Not only does Spain have an abundance of beaches, it is also a country blessed with a huge number of Blue Flag beaches: in 2022 there are currently 621 registered Blue Flag beaches located all around the country, which means where you’re in Spain you’re never far away from a beautiful and well-preserved beach location. The blue flag is awarded to beaches that have high levels of hygiene and safety, adhere to accessibility standards ensuring that they’re accessible to all, and provide highly qualified lifeguards. Sadly, not every beach can be a blue flag beach.
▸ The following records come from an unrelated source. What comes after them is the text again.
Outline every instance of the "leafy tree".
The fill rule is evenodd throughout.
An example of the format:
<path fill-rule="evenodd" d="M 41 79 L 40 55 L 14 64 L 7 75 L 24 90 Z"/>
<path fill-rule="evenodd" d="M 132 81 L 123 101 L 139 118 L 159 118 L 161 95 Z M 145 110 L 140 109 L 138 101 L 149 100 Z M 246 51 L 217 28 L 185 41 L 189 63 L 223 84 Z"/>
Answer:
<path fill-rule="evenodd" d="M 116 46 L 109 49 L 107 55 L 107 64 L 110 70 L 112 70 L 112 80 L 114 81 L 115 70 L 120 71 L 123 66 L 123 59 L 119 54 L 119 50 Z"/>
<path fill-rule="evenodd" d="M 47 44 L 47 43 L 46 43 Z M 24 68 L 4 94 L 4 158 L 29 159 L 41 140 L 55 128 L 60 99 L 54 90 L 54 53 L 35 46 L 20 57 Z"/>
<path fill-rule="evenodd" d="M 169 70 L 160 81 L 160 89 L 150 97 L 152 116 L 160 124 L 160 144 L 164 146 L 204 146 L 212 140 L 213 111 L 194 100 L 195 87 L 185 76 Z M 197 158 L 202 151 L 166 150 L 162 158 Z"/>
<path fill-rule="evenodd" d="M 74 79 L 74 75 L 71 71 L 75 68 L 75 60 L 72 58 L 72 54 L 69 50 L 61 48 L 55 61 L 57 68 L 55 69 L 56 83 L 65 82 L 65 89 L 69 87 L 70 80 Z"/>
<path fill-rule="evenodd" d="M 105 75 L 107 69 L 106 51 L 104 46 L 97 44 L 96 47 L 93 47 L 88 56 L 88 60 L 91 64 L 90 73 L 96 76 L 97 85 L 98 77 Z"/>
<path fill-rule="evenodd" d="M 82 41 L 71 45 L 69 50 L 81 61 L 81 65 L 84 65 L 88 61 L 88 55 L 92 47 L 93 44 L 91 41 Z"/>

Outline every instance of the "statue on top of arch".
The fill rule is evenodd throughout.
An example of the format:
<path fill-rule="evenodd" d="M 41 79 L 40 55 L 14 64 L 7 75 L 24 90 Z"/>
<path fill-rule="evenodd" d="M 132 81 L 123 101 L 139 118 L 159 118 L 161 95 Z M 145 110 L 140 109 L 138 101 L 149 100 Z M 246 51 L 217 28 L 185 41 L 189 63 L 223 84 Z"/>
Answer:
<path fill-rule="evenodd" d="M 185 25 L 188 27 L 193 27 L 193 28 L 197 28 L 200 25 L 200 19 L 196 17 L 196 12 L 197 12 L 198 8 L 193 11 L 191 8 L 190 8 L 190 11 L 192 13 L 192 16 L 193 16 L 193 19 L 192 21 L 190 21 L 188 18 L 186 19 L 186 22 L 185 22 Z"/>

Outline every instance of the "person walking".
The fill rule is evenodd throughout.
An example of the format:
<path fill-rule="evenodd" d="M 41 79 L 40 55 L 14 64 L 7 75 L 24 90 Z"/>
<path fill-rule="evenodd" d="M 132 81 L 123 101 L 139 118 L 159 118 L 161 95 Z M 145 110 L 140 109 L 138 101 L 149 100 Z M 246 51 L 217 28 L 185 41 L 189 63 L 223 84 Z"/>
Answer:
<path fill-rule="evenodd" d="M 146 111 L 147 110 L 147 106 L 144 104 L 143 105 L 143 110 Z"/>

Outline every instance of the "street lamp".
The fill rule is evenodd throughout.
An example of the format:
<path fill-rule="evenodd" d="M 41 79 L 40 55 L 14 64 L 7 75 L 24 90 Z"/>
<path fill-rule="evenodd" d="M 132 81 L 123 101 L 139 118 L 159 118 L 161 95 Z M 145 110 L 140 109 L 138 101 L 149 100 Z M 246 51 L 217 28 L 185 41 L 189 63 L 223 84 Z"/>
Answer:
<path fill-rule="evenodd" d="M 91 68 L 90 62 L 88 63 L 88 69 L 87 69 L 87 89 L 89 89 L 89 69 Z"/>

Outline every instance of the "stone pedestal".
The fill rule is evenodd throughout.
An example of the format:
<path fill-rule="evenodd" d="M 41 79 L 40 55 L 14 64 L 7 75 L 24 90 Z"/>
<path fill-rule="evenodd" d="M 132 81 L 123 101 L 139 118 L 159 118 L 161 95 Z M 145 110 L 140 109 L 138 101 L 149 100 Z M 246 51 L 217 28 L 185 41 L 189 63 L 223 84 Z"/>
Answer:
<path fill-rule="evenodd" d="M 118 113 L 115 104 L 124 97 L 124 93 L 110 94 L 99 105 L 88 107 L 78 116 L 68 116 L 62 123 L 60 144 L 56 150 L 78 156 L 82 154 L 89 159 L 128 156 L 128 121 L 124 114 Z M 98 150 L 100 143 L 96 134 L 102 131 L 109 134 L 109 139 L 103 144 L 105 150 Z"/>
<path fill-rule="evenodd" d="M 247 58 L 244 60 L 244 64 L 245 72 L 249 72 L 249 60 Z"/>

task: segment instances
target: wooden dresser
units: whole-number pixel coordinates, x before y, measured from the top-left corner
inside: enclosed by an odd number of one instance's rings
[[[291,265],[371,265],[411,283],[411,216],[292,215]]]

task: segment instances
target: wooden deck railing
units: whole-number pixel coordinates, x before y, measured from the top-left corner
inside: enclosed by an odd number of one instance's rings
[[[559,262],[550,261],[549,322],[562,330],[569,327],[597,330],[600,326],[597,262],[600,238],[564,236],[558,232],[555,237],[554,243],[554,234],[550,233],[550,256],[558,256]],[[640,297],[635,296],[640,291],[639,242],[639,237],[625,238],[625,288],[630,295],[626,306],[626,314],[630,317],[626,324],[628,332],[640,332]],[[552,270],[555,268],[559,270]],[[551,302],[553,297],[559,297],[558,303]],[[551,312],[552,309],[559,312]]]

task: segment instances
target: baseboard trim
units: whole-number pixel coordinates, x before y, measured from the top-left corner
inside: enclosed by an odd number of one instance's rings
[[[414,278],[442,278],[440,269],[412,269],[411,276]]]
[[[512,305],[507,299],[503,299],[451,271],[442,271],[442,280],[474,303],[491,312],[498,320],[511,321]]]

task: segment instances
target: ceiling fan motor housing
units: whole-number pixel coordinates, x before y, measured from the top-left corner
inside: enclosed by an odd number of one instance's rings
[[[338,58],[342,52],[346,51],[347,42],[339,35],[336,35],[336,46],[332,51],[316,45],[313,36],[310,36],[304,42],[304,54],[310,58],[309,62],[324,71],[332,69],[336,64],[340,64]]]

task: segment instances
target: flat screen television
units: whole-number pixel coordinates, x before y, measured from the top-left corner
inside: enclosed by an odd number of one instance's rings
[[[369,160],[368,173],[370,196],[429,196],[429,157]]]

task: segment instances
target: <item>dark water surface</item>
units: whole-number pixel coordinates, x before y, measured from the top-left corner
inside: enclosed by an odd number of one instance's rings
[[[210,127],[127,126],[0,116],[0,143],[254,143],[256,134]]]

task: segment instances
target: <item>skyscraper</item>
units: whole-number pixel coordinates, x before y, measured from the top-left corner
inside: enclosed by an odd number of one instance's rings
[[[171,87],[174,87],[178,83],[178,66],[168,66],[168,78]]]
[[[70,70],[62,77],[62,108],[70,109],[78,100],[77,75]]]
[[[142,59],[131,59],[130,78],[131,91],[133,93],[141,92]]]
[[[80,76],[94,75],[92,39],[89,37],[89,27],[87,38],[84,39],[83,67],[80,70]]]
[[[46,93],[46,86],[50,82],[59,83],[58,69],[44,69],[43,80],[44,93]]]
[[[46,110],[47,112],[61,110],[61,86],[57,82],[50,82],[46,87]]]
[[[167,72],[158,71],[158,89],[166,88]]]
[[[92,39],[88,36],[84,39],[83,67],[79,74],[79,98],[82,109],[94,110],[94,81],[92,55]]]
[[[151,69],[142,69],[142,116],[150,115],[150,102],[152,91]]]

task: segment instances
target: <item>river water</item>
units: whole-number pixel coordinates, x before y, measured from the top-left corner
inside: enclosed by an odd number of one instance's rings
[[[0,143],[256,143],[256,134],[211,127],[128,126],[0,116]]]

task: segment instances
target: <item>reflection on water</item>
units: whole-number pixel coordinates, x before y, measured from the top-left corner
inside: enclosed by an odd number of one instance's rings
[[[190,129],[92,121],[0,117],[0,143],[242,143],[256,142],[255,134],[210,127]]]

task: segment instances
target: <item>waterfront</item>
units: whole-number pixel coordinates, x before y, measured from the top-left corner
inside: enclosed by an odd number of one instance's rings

The Spanish environmental group Ecologists in Action has created a ’Black Flag’ beach standard to draw attention to the beaches in the country that are the opposite of the Blue Flag beaches Spanish tourism officials promote. Black Flag beaches are beaches which experience at least one (and sometimes all) of the following issues:
- Overcrowding from tourism
- Poor waste management
- Nearby building projects or port expansions
- An accumulation of rubbish on the beach or along the coastline
- Coastal erosion and other signs of a negative impact on the coastline’s biodiversity.
Ecologists in Action have awarded 48 beaches in Spain the Black Flag award for 2022, using the criteria outlined above to analyse more than 8,000 kilometres of Spanish coastline. Here is a comprehensive list of each of those 48 beaches, divided by province, and the reason that the beach has been awarded Black Flag status:
- Playa de La Antilla, Huelva for waste poor management
- Ría de Huelva for contamination
- El Palmar, Cádiz for contamination
- Playa Mangueta, Cádiz for the illegal extraction of water
- Barbate, Cádiz for contamination
- The beaches of Málaga for poor waste management
- Paraje Natural Acantilados de Maro-Cerro Gordo for contamination
- Playa de La Charca-Salomar, Granada for poor waste management.
- Playa de La Rábita, Granada for contamination.
- Costa de Levante, Almería for poor waste management
- Cuevas de Almanzora, Almería for contamination
- Regasificadora de Xixón for poor waste management
- Ria de Avilés for contamination
- Alcúdia Port for poor waste management
- Porto Colom for contamination
- The River Nervión around the Guggenheim for poor waste management
- The River Barbadun for contamination
- Puerto de Mutriku for poor waste management
- Monte Antondegi for contamination
- Playa del Charco de la Araña in Tenerife for poor waste management and contamination
- Playa del Waikiki (La Goleta) in Fuertevenura for poor waste management
- Municipal beaches of Yaiza in Lanzarote for contamination
- The Cantabrian coast near caravan parks for poor waste management
- Bajo Asón for contamination
- Platja del Trabucador, Tarragona for poor waste management
- Municipal beaches of Tarragona for contamination.
- Beaches next to Barcelona airport for poor waste management
- Barcelona port for contamination
- Pineda d’en Gori, Girona for poor waste management
- The small inlets in the Costa Brava for contamination only when there are boat parties known as abarlofarra
- Municipal beaches of Vigo for poor waste management
- Estuario de la Foz for contamination
- Ría de O Burgo for the dredging of sediments
- Minas de San Finx for contamination
- Illa Pancha for poor waste management
- Playa de Arealonga for contamination
- Mar Menor for poor waste management and contamination
- Bahía de Portmán and Sierra Minera for contamination
- Beaches in the municipality of Calp for poor waste management
- Cala Lanuza and Cala Baeza for contamination
- Dunes at Playa de Tavernes de la Valldigna for overuse by tourists and festivals
- Playa del Triador for poor waste management
- Playa de Les Fonts for contamination
If you’re looking to spend time in Spain this summer then there is an abundance of beautiful beaches to explore, and it is testament to the Spanish authorities that only 46 of over 3,000 beaches in the region have been awarded this ‘Black Flag’ status. Avoid these beaches if you can, and you’ll be assured a fantastic Spanish beach holiday.